3 May – 17 June 2012
UKS
EXHIBITION
MAI HOFSTAD GUNNES
BABY SNAKES HATCHING. RUINS. RUINS.
Curated by Erlend Hammer
The surface seems to be made of a soft leathery material. In 1923 Aby Warburg gives a lecture on the Serpent Ritual. The different units stick together. As the baby snake uses its tooth to slice open the membrane, the East Wing of the Naturkunde Museum in Berlin is bombed into ruins. The hatching process takes up to two days from it starts until the snake has managed to leave the demolished edifice behind.
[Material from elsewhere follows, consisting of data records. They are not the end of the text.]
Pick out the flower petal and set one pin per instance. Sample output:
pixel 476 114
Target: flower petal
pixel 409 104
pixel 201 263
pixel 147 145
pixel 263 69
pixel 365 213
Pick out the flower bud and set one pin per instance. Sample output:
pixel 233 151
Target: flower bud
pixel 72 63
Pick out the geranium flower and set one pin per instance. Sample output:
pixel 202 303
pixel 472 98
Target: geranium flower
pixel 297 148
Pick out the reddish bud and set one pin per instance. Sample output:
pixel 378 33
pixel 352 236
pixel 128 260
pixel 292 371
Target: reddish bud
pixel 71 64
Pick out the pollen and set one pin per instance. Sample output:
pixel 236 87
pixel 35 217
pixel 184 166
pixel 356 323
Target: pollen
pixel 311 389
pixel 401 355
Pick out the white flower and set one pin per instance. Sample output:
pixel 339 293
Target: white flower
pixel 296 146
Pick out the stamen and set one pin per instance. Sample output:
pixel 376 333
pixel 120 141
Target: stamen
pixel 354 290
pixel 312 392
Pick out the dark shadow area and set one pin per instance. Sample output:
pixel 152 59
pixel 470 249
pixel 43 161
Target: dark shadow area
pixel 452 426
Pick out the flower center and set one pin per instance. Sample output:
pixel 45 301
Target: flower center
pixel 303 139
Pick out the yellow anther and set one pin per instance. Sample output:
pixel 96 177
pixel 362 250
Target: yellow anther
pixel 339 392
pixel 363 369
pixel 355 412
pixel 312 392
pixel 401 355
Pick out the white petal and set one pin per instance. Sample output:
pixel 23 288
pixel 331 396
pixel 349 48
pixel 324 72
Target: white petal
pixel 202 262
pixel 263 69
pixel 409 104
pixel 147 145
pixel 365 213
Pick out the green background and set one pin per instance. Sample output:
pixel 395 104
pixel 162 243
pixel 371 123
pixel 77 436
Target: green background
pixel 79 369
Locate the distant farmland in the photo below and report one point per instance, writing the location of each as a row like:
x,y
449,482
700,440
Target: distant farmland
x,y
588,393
The structure then deflates like a punctuated ball, and is left to decompose. In 1979 Frank Zappa’s single Baby Snakes is released.
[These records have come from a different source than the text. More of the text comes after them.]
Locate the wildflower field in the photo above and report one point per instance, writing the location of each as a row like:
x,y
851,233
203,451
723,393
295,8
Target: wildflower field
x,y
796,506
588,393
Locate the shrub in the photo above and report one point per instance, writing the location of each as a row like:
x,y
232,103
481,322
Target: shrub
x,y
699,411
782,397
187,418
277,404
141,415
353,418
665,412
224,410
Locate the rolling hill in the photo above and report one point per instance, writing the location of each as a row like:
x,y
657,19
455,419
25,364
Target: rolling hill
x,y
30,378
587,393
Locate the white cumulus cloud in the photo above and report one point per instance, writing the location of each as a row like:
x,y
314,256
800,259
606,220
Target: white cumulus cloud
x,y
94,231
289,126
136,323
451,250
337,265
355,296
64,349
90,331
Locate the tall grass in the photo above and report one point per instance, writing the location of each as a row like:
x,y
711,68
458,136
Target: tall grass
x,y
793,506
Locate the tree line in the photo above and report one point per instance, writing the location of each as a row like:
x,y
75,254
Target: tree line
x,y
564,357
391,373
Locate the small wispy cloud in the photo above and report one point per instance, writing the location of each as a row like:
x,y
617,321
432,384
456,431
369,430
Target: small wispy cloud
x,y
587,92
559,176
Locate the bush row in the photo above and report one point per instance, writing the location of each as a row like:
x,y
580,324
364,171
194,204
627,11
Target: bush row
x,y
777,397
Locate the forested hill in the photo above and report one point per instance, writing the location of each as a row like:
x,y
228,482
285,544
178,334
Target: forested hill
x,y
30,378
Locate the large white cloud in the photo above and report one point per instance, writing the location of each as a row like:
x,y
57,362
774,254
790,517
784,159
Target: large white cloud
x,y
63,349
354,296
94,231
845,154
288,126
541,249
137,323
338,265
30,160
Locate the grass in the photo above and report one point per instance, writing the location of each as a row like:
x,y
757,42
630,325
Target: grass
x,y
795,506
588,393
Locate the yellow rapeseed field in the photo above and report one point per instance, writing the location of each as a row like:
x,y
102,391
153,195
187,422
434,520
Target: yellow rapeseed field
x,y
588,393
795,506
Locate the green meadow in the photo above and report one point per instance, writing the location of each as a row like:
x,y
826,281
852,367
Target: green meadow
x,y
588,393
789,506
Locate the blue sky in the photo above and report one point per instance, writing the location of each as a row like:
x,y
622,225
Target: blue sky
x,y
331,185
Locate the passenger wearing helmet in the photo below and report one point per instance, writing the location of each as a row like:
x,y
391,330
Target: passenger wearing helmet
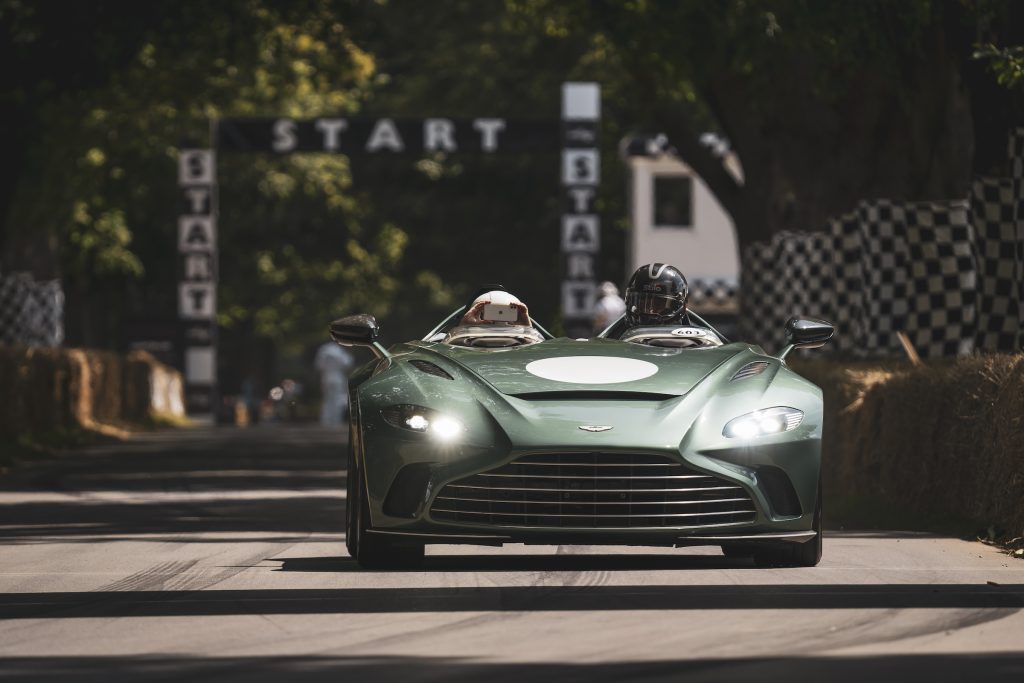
x,y
495,318
656,295
656,312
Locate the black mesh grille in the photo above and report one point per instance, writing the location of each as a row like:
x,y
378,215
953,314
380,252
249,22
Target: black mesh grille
x,y
594,491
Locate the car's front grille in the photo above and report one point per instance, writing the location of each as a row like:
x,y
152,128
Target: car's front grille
x,y
594,491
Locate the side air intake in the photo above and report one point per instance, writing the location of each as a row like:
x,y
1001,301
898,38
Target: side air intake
x,y
430,369
750,370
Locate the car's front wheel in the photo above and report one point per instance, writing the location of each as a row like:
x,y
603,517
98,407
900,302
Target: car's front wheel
x,y
369,550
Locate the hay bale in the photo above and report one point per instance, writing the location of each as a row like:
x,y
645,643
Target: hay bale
x,y
945,437
50,389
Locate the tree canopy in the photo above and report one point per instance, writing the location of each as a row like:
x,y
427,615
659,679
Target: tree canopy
x,y
825,103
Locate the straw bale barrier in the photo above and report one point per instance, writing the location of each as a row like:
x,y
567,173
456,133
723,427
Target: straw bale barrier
x,y
47,389
942,437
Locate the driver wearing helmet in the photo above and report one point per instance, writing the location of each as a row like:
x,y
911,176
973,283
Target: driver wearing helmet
x,y
495,318
497,307
656,295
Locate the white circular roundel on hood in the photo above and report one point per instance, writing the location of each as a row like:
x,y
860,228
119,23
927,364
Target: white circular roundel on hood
x,y
591,369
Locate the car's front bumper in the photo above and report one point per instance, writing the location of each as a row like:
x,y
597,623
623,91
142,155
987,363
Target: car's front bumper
x,y
796,463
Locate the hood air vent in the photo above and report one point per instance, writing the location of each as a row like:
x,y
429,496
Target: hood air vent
x,y
430,369
750,370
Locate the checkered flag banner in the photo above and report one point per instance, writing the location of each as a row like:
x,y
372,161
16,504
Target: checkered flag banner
x,y
998,241
31,312
950,274
943,296
713,294
760,288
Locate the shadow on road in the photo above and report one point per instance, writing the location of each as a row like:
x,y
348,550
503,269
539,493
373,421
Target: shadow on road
x,y
933,668
507,562
269,479
511,598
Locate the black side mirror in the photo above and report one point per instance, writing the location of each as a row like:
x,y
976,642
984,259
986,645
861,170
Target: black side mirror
x,y
808,332
359,330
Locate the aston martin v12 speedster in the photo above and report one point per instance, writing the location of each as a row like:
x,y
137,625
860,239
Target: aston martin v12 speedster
x,y
663,435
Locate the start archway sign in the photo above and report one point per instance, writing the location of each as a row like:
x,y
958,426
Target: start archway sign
x,y
576,135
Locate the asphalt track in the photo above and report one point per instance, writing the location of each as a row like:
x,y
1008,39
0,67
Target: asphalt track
x,y
218,555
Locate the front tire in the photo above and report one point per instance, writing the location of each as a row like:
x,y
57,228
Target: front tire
x,y
372,552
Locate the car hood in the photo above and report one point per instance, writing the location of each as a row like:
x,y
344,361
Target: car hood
x,y
561,368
For the exhibition Baby Snakes Hatching. Ruins. Ruins. Mai Hofstad Gunnes presents new works including a 16mm film, collages and a series of unique silkscreen prints. The project draws on references from psychoanalysis, zoology, Indian animal mythology and architecture, becoming a labyrinthian semiotics in which architecture and the life cycle of snakes connect through magical assimilation. An artist book is launched during the exhibition. The book, produced by UKS and published by Torpedo Press, contains essays by Erlend Hammer and Emily Verla Bovino.